Do you think it's safe to assume that all Chromium-based user agents behave the same way as Chrome on desktop and on Android? (Genuine question as outside of the implementations I've worked on myself I don't know). Due to the interplay between the browser engine, browser chrome, underlying operating system and sometimes app store and sync service, evaluating support for the Web App Manifest specification is more complicated than for other web specifications which are implemented entirely inside a browser engine. Chromium-based user agents could have different browser chrome which implements add to home functionality differently, or use their own sync service or app store (Webian Shell for example is built on a desktop build of Chromium but uses manifest URL to identify web apps). Operating systems may also try to update apps independently of the browser they were installed from (I'm not sure whether this is currently the case).

The code for web app id is deeply embedded in Chromium in various places. Technically their forked version can change all the places to use a different id mechanism, but I will be surprised if they do that. Although I only know for sure Edge desktop doesn't deviate from Chromium for this feature.

I updated the explainer with Firefox Android behavior based on information from @NotWoods . They support updating manifest in newer firefox and android versions and use start_url as the id.

benfrancis commented 3 years ago

@dmurph wrote:

This would let malware 'take over' an app, as they would just set their id field to the manifest url.

Ah yes I see that's what I was missing, so an absolute URL wouldn't work.

@philloooo wrote:

That's the reason we force the id to prefix with the start_url's origin. So if within the same origin, they serve multiple manifests with the same id , yeah they will be recognized as the same app. But I think that should be expected by the app developers for that site as this is spelled out in the spec.

Yes I agree that at least contains the problem to a single origin.

The code for web app id is deeply embedded in Chromium in various places.

Which I imagine also makes changing the current behaviour to a different solution quite tricky.

I updated the explainer with Firefox Android behavior

Thank you! Don't forget KaiOS browser.


OK, well I came here to offer my feedback, based on experience of implementing the specification a few times, that there's no need to add an id member to the manifest because manifests already have a natural universal identifier on the web which makes them directly linkable and discoverable and which de-references to a useful resource.

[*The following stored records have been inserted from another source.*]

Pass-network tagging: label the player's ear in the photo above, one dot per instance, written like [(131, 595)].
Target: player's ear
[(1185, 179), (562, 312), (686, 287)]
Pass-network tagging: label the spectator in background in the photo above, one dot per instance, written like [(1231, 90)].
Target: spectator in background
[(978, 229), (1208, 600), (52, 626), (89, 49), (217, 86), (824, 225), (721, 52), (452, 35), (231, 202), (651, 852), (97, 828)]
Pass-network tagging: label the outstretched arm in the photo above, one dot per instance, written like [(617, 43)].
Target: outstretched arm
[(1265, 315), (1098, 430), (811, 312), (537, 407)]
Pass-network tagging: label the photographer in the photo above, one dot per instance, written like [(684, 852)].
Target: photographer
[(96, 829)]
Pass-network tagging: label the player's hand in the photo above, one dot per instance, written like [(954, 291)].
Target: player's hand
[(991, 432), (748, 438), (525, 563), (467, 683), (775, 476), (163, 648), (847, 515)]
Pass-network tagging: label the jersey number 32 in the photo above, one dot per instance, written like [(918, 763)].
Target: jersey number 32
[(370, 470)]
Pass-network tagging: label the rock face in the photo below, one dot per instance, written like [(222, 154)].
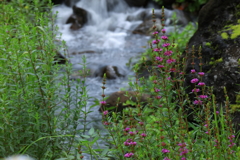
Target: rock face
[(112, 101), (138, 3), (219, 36), (78, 18)]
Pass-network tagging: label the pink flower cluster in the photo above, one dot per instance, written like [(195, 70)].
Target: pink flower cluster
[(155, 41), (128, 155), (129, 142), (165, 151), (159, 58)]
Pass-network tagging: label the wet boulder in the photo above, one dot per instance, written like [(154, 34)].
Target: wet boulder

It's unfortunate that we've gone so many years with no identifier being defined in the specification that it appears the obvious solution is no longer practical.

If there's now no option but to define an id member inside the manifest, then my recommendation is that if manifest URL can not be a default then scope is the next least worst option in the long term. If that makes manifest consistent with service workers then that's even better.

I wouldn't expect using scope as a default identifier to cause much breakage for existing applications because it is probably the most stable of all the available options inside the manifest, but I don't have any data available to me to validate that hypothesis. Start URL has always been a dubious choice as an identifier for a web application as it's the most likely to change, so it's unfortunate in my opinion that the Chrome team chose that option in the absence of a recommendation in the specification.

I also wouldn't expect breaking "implicit expectations" of developers to be a big problem because in practice developers don't just target a single browser, they are already targeting a range of desktop and mobile browsers which behave inconsistently. It may even fix problems they were previously having with changing start URL or manifest URL, without any action on their part.

As an independent Invited Expert I can only offer my feedback, I don't have a large user base behind me to give that feedback much leverage. So as long as Mozilla, Apple and KaiOS Technologies are not participating in the discussion, I expect the Chrome team will do what they believe is best for their users, and developers.

Thank you @philloooo and @dmurph for taking the time to explain your rationale.